1. There has been a great furore in Israel over a decision to ban an exhibition of paintings by Francis Bacon, on the grounds of the artist's name. The eating of bacon is forbidden to strictly orthodox Jews, and anything that bears its name is also subject to the same exclusion.

"This may seem outrageous to outsiders," said rueful gallery owner Benjamin Sloman, "but a state founded on a religion gets into some tight corners that secular states don't even know about. This is not the first time this sort of thing has happened. I can remember when I was a boy, there was going to be a tour of Israel by the West Ham football team, and there was a great fuss when that became known. Ham! Meat of the pig! Not possible! And that too was cancelled."

2. Earlier this year, an American firm which makes novelty sweets withdrew a new line called Road Kill Candy after protests from animal rights activists. The sweets were all in the shape of animals which had been killed by being run over.

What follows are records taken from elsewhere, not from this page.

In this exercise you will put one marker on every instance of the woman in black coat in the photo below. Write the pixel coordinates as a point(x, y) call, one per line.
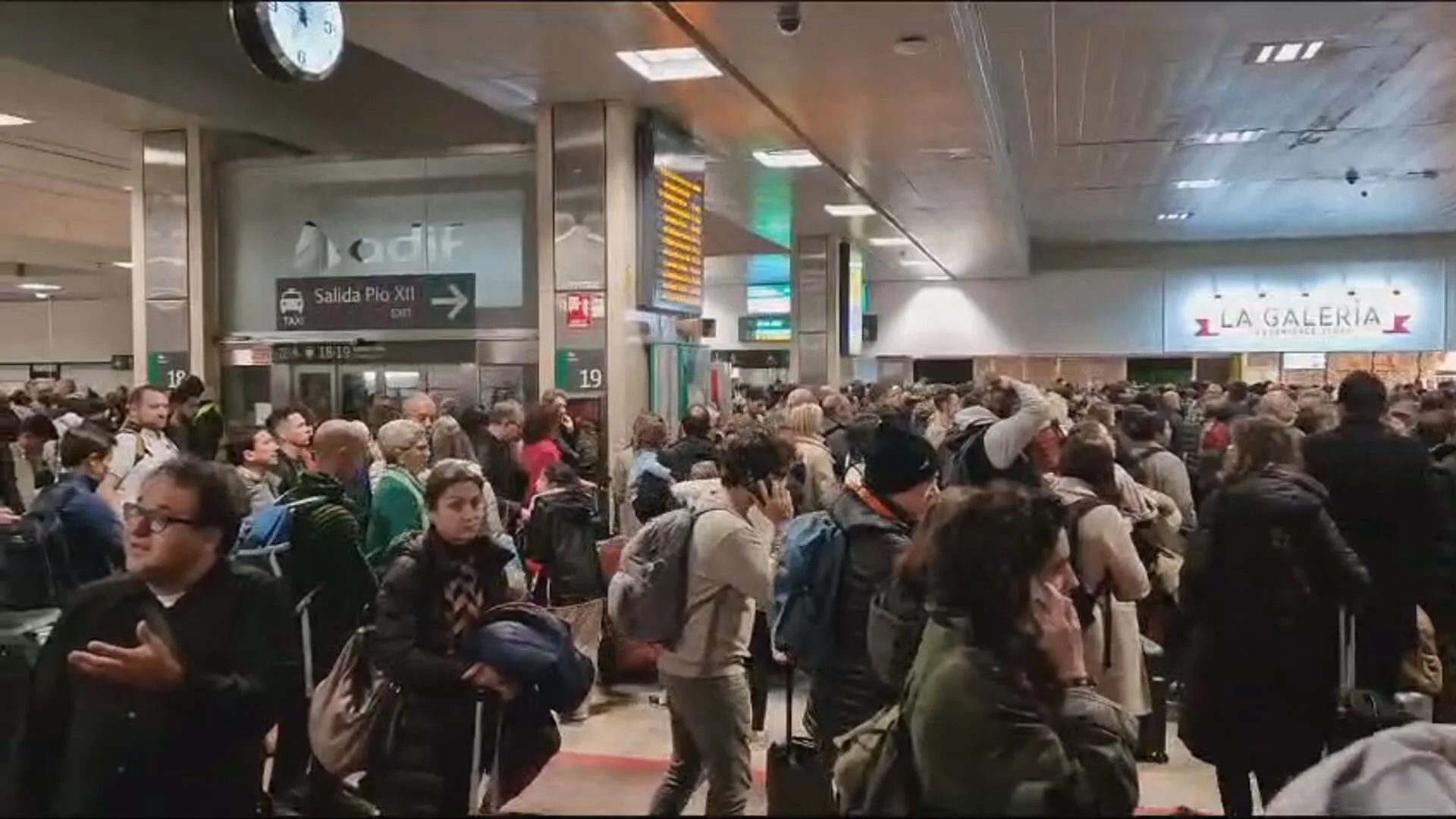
point(430, 602)
point(1261, 588)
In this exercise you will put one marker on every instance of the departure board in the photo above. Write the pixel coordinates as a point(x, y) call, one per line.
point(670, 207)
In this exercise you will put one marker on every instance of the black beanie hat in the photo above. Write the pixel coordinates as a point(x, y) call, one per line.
point(897, 461)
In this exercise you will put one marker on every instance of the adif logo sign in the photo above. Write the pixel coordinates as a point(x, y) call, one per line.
point(316, 253)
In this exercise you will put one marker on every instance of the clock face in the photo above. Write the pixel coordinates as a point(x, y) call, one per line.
point(291, 41)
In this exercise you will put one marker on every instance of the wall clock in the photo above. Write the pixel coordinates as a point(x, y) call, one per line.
point(289, 42)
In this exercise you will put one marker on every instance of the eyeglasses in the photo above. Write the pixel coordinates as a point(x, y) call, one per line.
point(156, 519)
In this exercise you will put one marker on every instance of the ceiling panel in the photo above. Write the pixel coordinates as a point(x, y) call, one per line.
point(1098, 101)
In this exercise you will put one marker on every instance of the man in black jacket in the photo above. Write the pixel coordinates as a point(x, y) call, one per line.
point(693, 447)
point(1383, 497)
point(137, 706)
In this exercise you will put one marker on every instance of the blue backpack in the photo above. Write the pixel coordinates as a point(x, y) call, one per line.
point(805, 589)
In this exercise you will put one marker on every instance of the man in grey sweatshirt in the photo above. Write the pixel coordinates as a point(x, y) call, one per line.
point(730, 576)
point(989, 441)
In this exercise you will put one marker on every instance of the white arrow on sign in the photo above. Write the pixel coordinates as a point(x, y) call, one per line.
point(456, 300)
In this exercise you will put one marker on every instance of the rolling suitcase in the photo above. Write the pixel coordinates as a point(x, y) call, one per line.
point(1152, 727)
point(799, 783)
point(1360, 713)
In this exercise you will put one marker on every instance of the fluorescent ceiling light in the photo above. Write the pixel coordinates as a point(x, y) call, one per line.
point(1293, 52)
point(670, 64)
point(164, 156)
point(1226, 137)
point(792, 158)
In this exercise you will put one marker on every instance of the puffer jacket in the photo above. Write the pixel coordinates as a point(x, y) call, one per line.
point(1261, 588)
point(419, 755)
point(986, 746)
point(846, 691)
point(563, 538)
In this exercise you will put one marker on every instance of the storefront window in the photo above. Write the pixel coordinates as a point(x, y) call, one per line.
point(378, 243)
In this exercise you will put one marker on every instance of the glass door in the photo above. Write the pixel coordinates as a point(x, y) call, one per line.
point(313, 388)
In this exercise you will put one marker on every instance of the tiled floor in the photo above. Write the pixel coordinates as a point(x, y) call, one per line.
point(610, 765)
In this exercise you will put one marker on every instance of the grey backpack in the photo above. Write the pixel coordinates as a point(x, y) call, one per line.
point(647, 598)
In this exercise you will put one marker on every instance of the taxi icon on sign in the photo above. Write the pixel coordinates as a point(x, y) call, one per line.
point(290, 302)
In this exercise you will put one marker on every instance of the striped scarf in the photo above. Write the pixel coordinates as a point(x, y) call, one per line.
point(463, 601)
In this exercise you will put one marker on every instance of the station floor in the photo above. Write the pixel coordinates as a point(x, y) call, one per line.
point(610, 765)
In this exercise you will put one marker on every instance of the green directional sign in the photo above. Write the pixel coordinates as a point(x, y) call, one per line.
point(166, 369)
point(376, 302)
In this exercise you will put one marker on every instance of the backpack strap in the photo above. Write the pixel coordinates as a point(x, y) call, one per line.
point(1104, 589)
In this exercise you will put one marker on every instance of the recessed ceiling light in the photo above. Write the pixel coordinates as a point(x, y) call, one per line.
point(791, 158)
point(670, 64)
point(1226, 137)
point(912, 46)
point(1197, 184)
point(1293, 52)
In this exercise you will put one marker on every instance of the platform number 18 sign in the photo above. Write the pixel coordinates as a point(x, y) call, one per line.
point(166, 369)
point(580, 371)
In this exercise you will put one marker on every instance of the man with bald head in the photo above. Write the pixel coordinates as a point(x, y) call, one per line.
point(325, 560)
point(421, 409)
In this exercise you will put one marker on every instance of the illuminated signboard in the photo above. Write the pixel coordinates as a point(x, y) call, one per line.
point(852, 300)
point(1363, 308)
point(670, 205)
point(766, 299)
point(766, 328)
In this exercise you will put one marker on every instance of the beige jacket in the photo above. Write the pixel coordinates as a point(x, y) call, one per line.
point(819, 466)
point(1107, 551)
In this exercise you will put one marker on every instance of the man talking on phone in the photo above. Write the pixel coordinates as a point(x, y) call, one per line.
point(730, 576)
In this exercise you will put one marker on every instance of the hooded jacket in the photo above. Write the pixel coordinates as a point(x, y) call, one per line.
point(563, 538)
point(327, 554)
point(846, 691)
point(1401, 771)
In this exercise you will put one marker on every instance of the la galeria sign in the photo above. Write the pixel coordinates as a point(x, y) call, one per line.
point(1302, 316)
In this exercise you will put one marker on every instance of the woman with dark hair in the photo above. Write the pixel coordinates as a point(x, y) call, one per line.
point(1001, 714)
point(431, 601)
point(539, 447)
point(1261, 591)
point(1107, 563)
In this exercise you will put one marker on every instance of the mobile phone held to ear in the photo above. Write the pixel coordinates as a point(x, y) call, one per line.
point(761, 490)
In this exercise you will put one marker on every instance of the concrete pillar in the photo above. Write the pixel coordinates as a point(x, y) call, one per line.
point(814, 271)
point(172, 259)
point(593, 338)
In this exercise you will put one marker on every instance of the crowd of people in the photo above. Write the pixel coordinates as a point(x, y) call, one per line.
point(1019, 569)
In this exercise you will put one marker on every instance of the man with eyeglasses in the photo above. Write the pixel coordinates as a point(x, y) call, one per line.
point(156, 689)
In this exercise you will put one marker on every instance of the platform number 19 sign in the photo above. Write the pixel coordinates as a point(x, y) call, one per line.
point(580, 371)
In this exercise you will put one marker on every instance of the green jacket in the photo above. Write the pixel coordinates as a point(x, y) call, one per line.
point(984, 748)
point(327, 556)
point(398, 507)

Some were damaged chickens and rabbits; others were snakes with tyre marks on them. A spokesman for the firm admitted that they might give an undesirable impression.

3. The White House is secretly looking into the Louisiana Purchase, the deal whereby the United States bought Louisiana from France, to see if, even at this late date, they can make claims against France for selling them faulty produce and get compensation for shoddy goods.

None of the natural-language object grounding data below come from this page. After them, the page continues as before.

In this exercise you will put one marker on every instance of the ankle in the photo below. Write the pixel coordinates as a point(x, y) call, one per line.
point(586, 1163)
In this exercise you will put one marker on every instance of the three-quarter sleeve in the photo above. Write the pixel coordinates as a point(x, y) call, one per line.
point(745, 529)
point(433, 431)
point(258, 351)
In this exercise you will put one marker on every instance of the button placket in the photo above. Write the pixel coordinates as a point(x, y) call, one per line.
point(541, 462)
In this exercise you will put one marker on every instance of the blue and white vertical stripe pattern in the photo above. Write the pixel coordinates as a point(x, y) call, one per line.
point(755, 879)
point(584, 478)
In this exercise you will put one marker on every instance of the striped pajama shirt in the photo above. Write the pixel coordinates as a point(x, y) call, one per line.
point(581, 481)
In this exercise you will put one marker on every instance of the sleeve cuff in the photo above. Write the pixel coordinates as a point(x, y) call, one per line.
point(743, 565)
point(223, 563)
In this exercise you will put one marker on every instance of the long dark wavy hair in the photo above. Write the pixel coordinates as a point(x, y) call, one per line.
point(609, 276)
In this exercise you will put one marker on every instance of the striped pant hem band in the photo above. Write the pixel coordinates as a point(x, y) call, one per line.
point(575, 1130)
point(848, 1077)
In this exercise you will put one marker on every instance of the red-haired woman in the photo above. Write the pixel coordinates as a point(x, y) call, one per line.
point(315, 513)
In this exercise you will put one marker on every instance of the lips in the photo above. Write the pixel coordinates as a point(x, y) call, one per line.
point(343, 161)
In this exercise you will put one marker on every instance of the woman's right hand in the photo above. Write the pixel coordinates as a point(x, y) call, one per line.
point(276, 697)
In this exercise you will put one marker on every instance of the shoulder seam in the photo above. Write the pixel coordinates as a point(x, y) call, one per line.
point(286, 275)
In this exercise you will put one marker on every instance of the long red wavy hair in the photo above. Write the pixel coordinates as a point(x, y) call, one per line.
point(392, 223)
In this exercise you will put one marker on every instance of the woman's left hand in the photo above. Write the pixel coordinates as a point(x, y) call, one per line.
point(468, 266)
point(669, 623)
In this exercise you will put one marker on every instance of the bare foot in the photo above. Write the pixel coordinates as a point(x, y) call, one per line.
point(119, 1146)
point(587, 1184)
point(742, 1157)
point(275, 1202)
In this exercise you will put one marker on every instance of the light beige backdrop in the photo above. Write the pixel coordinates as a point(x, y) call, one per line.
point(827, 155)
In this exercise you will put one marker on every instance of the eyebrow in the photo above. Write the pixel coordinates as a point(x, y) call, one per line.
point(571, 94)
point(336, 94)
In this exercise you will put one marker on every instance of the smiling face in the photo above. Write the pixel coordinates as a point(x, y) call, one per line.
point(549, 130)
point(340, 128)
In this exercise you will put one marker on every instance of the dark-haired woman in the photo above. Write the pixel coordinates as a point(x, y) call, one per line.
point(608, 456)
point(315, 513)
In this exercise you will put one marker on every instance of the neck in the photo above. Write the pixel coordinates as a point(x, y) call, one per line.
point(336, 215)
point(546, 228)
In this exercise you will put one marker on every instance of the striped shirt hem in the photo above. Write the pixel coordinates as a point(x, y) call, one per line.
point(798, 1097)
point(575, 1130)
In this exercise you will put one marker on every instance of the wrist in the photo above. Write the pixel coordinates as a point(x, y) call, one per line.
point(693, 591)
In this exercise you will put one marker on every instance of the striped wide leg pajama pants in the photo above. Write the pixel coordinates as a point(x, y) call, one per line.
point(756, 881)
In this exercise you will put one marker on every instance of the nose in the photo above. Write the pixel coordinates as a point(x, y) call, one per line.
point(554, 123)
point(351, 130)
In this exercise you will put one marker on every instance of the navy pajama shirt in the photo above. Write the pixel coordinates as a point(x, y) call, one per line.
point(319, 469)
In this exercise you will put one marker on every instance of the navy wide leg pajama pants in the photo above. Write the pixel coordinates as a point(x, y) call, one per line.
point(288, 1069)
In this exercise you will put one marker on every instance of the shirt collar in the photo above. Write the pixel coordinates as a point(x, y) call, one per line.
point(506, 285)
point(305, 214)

"New Orleans was appallingly planned and badly carried out," says lawyer Jason Sjarkski. "If this was a normal house purchase, we would have an overwhelming case. Even in this case, there is a good chance that an American judge would find against the French. Then we'd be in the money!"

4. A young Australian cricketer has been found who promises to make Shane Warne look orthodox. Paul Wagala, a 21-year-old Aboriginal, has mastered the art of bowling the ball and making it come back in the air towards him! This, mark you, is before the ball has even bounced, so it is not a question of back spin - it is something that he makes happen in the air. Experienced cricketers are baffled by how he can do it, but the selectors are very excited at the prospect of a young Australian player who can do the impossible and bamboozle the English.

"Is it some form of hypnosis involved? Or some form of Aboriginal spell?" says retired Australian batsman Clyde Bennett. "Frankly, I don't give a chestnut, as long as we can get him into action against the Poms."

5. An animal behaviourist has been experimenting with teaching dogs to swim using other strokes beside the dog paddle.

"Dogs swim naturally," says Professor Lionel Wentworth of Oxford. "They are not taught how to do it. They do the dog paddle without thinking. Humans who live near water teach themselves to swim as well, and almost always their natural stroke is the dog paddle as well. But humans go on to use better, faster strokes. So the question I ask is: why can't dogs do the same?"

Professor Wentworth's programme of teaching dogs to do other strokes has encountered several apparently serious problems (dogs have short legs and no fingers), but already he thinks he may have got one labrador called Sparky to do the back stroke. "Admittedly, he may also just be rolling around in the water having fun. It's hard to tell. But these are early days."

Well? Have you made up your mind? Then did you spot that the Road Kill Candy was absolutely genuine? You did? I'll believe you. Thousands wouldn't.